Bad Scene, Everyone's Fault

by Bobby Curnow

Truth be told, I came into the real fun of high school fairly late… I didn’t touch alcohol until Junior year, and didn’t smoke pot until Senior year. I was a certified ‘nice guy’ who felt worried about my friends ‘experimenting’ while feeling terribly left out at the same time. I blame my good relationship with my parents and comfortable 6.5 on the popularity scale for not getting on the partying bandwagon earlier. I was simply too well adjusted and too self-righteous to feel that I needed to partake in illegal activities in order to have fun.

Yet as we all know, peer pressure is the un-slayable hydra of youth and before long I got sick of my friends sneaking off to drink and smoke without me. I jumped on board and quickly realized what everyone else seemed to know… drinking and doing stupid things was incredibly fun. Seeing that everyone had a head start in the Getting Fucked Up race, I hustled to catch up. I went to all the parties I could. Suddenly a whole new world of delightful chaos opened up to me. And where there is high school and chaos, there is drama.

So much drama, and so much of it completely, utterly, pointless. The puking, the recriminations, the making out, the gossip, the passing out, the breaking stuff, the betrayal, the new friendships with the wrong person… all of it was new, and all of it felt dangerous and exciting.

All that was missing was fast paced music with lyrics that unambiguously mirrored exactly what I was going through. Jawbreaker’s “Dear You” would make a couple rounds as an important emotional backdrop to my everyday life… it’s got the perfect amount of “angry-at-nothing” lyrics while remaining self aware and clever enough to appeal an honor student who was convinced he understood exactly what Samuel Beckett was talking about.
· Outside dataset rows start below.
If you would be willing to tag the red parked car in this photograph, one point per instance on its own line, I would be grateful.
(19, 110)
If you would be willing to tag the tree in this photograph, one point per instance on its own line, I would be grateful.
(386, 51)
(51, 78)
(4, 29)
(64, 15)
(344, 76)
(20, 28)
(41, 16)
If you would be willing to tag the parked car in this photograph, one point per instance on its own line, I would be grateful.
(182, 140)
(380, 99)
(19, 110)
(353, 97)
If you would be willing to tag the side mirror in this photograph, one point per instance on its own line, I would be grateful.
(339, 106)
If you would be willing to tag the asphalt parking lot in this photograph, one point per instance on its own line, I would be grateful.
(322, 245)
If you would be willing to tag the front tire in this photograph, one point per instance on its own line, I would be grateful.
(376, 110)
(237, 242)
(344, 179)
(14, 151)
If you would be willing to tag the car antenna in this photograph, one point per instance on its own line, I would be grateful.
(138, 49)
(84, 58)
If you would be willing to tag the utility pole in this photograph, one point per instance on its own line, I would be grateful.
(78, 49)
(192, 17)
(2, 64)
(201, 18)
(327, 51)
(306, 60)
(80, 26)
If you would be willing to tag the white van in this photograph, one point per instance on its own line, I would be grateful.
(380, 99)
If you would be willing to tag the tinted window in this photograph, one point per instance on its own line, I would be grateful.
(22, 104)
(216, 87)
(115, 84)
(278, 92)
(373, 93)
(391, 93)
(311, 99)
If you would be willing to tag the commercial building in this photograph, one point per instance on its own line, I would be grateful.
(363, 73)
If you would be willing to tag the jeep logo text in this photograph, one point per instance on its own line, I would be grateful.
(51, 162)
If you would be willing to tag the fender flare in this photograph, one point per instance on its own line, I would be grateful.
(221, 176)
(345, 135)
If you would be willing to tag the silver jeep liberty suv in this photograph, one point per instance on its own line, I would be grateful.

I swallowed this music whole, killing more than one cassette tape as I blasted it as loud as I could in my dead grandma’s ’79 Volare. “Dear You” on a whole is an angry, bitter album, but it has moments of pure pop bliss. “Bad Scene, Everyone’s Fault” was the perfect burst of energy after the hyper-gloom of the Christopher Walken in Annie Hall sampling of “Jet Black”. The guitar volley opening and relentless head-boppin melody instantly got me jumping in my car seat as I waited at the drive through at Arby’s. I remember it as a fist pumping reward for sympathizing so thoroughly with Blake Schwarzenbach’s bleak lyrics in the previous songs. I could always turn off my mind when “Bad Scene…” came on and simply rock out. And no one can ever rock out as much as a 17 year old in his own car driving to a party.

Today “Bad Scene, Everyone’s Fault” holds a special place in my heart because it so thoroughly captures that time in my life. Stealing beers, hearing a friend whining about an ex-girlfriend, and embarrassingly knowing every drum fill to a Zeppelin song. “Bad Scene” covers all that ground with a wink and a smile as well perfectly conveying the baffling contradictions of high school heartbreak. It’s an ode to the pure stupid drama and chaos that is a high school party... otherwise known as your most precious memories that you can barely remember. The song is quick and over too soon, seemingly like my 15 months of drinking in high school. But it ends at exactly the proper moment- right when the cops show up.

1 comment:

  1. in high school, i was unusually obsessed with "fireman," considering no one had yet to break my heart. i think i've just always loved revenge fantasies.